Achterstand vaste lasten
Een achterstand in de maandelijks verschuldigde termijnen kan niet worden aangemerkt als schade, tenzij dit ziet op rente en/of boetes. Gesteld noch gebleken is echter welk verband bestaat tussen de exploitatie van de hennepplantage en het bestaan van die achterstand. Deze kosten kunnen derhalve niet voor vergoeding in aanmerking komen.
4.14.
Vermogensverlies bij veiling appartement
De openbare veiling van de woning heeft nog niet plaatsgevonden. Dit betreft mogelijk toekomstige schade, maar is op dit moment nog niet opeisbaar.
4.15.
[bedrijf4] stroomverbruik
De kosten voor gas, water en elektriciteit zijn op grond van de Overeenkomst in de huurprijs inbegrepen. Dit brengt mee dat deze kosten in beginsel voor rekening van [eiseres] als
“Verhuurder”komen.

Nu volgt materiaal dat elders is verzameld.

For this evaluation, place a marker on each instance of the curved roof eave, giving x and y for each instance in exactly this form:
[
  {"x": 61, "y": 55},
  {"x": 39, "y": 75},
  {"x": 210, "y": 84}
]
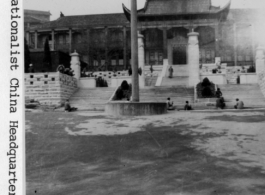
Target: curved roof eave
[{"x": 223, "y": 11}]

In dit geval is echter sprake van buitensporige kosten ad € 5.033,40. Algemeen bekend is dat de exploitatie van een hennepplantage gepaard gaat met een hoog energieverbruik. De voorzieningenrechter schat in dat ten minste € 3.000,- kan worden toegerekend aan de exploitatie van de hennepplantage en derhalve voor vergoeding in aanmerking komt.
4.16.
Uit het voorgaande volgt dat de schade van [eiseres] voorshands wordt begroot op een bedrag van € 25.600,-. Mede gelet op het restitutierisico vanwege het feit dat [eiseres] een bijstandsuitkering heeft, zal de voorzieningenrechter bij wijze van voorschot een bedrag van € 15.000,-- toewijzen, waardoor mogelijk de openbare verkoop kan worden voorkomen. In zoverre is ook het vereiste spoedeisend belang bij deze voorziening gegeven.
4.17.
De gevorderde rente kan slechts worden toegewezen met ingang van de datum van dagvaarding, omdat onvoldoende is gesteld dat de rente met ingang van de gevorderde ingangsdatum is verschuldigd.
4.18.
[gedaagden] en [gedaagden] zullen als de grotendeels in het ongelijk gestelde partij in de proceskosten worden veroordeeld. De kosten aan de zijde van [eiseres] worden begroot op:
- dagvaarding € 103,34
- griffierecht 885,00
- salaris advocaat
816,00
Totaal € 1.804,34

5.De beslissing

De voorzieningenrechter
5.1.
veroordeelt [gedaagden] en [gedaagden] hoofdelijk, zodat indien en voor zover de één betaalt ook de ander zal zijn bevrijd, om aan [eiseres] te betalen een bedrag van € 15.000,00 (vijftien duizend euro), vermeerderd met de wettelijke rente als bedoeld in art. 6:119 BW hierover met ingang van 4 augustus 2016 tot de dag van volledige betaling,
5.2.
veroordeelt [gedaagden] en [gedaagden] hoofdelijk, zodat indien en voor zover de één betaalt ook de ander zal zijn bevrijd, in de proceskosten, aan de zijde van [eiseres] tot op heden begroot op € 1.804,34,
5.3.
verklaart dit vonnis tot zover uitvoerbaar bij voorraad,
5.4.
wijst het meer of anders gevorderde af.
Dit vonnis is gewezen door mr. A.F.L. Geerdes en in het openbaar uitgesproken op 26 augustus 2016.